Vietnam prohibits all rhino horn trade

Manh Tien Vuong, deputy director of the Vietnam CITES Management Authority, says that “Vietnam prohibits all trade in white and black rhinoceroses and their products with only narrow exceptions for purposes such as law enforcement, political, scientific research, and zoological display.” 

HSI warns that the auction “comes at a time when rhino poaching is at crisis point, with poachers killing 1 054 rhinos in South Africa last year”, but the DEA says that according to its latest report on the status of rhino poaching in SA between January 2017 and June 2017, there has been a "slight decrease" in poaching nationally - stating 529 rhino have been poached since January 2017, with four months to go until the end of the year. 

SEE: #ShockWildlifeTruths: Rhino horn online auction pros and cons, readers respond

But this does not deter HIS’s firm belief that “any trade such as this auction will encourage poaching, and that any exported horns will be difficult, if not impossible, to monitor”.

“Horns illegally obtained through poaching can all too easily be laundered into the legal market, circumventing efforts to protect threatened rhino populations”, says HSI.

Reducing demand for rhino horn

Phuong Hong Tham, executive director of HSI/Vietnam, says that “HSI and the government of Vietnam have been cooperating successfully to reduce demand for rhino horn within Vietnam. While this auction seems intent on targeting Vietnamese and Chinese nationals, HSI stands with the government of Vietnam in sending a strong message that rhino horn has no medicinal benefits, consumption and ownership of it contributes only to the extinction of rhinos, and those caught smuggling rhino horn into Vietnam will face up to 15 years in prison. We hope that the South African government will play its part by denying permits for this auction to go ahead.”

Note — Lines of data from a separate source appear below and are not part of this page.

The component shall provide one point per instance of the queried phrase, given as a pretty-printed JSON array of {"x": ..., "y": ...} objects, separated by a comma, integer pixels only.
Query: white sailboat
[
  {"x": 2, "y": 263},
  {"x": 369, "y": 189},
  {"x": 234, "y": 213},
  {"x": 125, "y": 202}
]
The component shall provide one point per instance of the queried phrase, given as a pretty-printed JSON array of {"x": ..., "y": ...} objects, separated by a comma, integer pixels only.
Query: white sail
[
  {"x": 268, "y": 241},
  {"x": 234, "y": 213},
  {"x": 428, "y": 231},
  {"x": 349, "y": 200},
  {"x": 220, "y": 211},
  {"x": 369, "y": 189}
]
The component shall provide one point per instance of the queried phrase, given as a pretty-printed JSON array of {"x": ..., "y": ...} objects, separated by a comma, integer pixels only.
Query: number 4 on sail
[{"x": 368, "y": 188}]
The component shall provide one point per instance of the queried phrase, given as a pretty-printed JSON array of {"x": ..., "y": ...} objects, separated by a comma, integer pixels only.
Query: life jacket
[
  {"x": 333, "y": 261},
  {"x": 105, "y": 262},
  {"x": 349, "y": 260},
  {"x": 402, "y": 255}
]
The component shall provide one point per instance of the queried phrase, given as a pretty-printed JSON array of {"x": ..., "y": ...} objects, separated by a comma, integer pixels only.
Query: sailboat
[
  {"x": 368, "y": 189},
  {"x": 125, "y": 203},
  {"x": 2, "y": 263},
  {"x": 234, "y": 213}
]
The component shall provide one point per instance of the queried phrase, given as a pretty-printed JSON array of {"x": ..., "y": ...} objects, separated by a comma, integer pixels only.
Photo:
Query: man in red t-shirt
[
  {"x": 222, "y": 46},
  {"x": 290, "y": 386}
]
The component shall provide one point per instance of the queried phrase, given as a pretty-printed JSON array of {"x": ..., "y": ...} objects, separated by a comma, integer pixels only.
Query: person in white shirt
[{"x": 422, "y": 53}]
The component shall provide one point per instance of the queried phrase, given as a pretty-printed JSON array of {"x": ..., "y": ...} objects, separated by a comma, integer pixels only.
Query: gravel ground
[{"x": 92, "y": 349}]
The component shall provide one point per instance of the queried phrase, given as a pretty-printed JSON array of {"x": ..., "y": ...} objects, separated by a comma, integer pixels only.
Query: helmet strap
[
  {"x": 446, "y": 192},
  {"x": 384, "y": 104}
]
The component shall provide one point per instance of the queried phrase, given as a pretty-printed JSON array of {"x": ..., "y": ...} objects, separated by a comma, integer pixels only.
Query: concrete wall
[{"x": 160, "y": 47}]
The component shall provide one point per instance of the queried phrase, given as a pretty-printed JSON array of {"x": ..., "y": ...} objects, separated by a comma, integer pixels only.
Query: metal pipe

Ishaam Abader, DDG at Legal Authorisation Compliance and Enforcement, said at briefing on the DEA’s report on Monday 24 July, that the ballpark figure of the rhino stock piles weighs "less than 45 tonnes", and that regarding the process of assessing the permits for the upcoming online auction of rhino horn, "none have been issued" at that time.

SEE:  #ShockWildlifeTruths: COP17 ivory trade proposal at risk of repeating 2008 mistake - study

“Regulations to manage South Africa’s recently-legalised domestic trade in rhino horn still do not exist, and the proposed regulations rely too heavily on provincial South African authorities that have historically been wrought with corruption,” says HSI.

HSI’s Africa executive director, Audrey Delsink, says “South Africa’s legalised domestic rhino horn trade is a disaster waiting to happen.”

“The proposed system will be all too easily taken advantage of by poachers and traffickers, who can bribe corrupt officials to launder horns from poached rhinos into the legal market. It is in the best interest of both South Africa and Vietnam, and of course the future survival of rhinos, that this auction does not proceed,” he adds.

“It sends entirely the wrong message about trade in rhino horn, and threatens to undermine years of work by the government of Vietnam, Humane Society International and others to reduce demand in rhino horn.”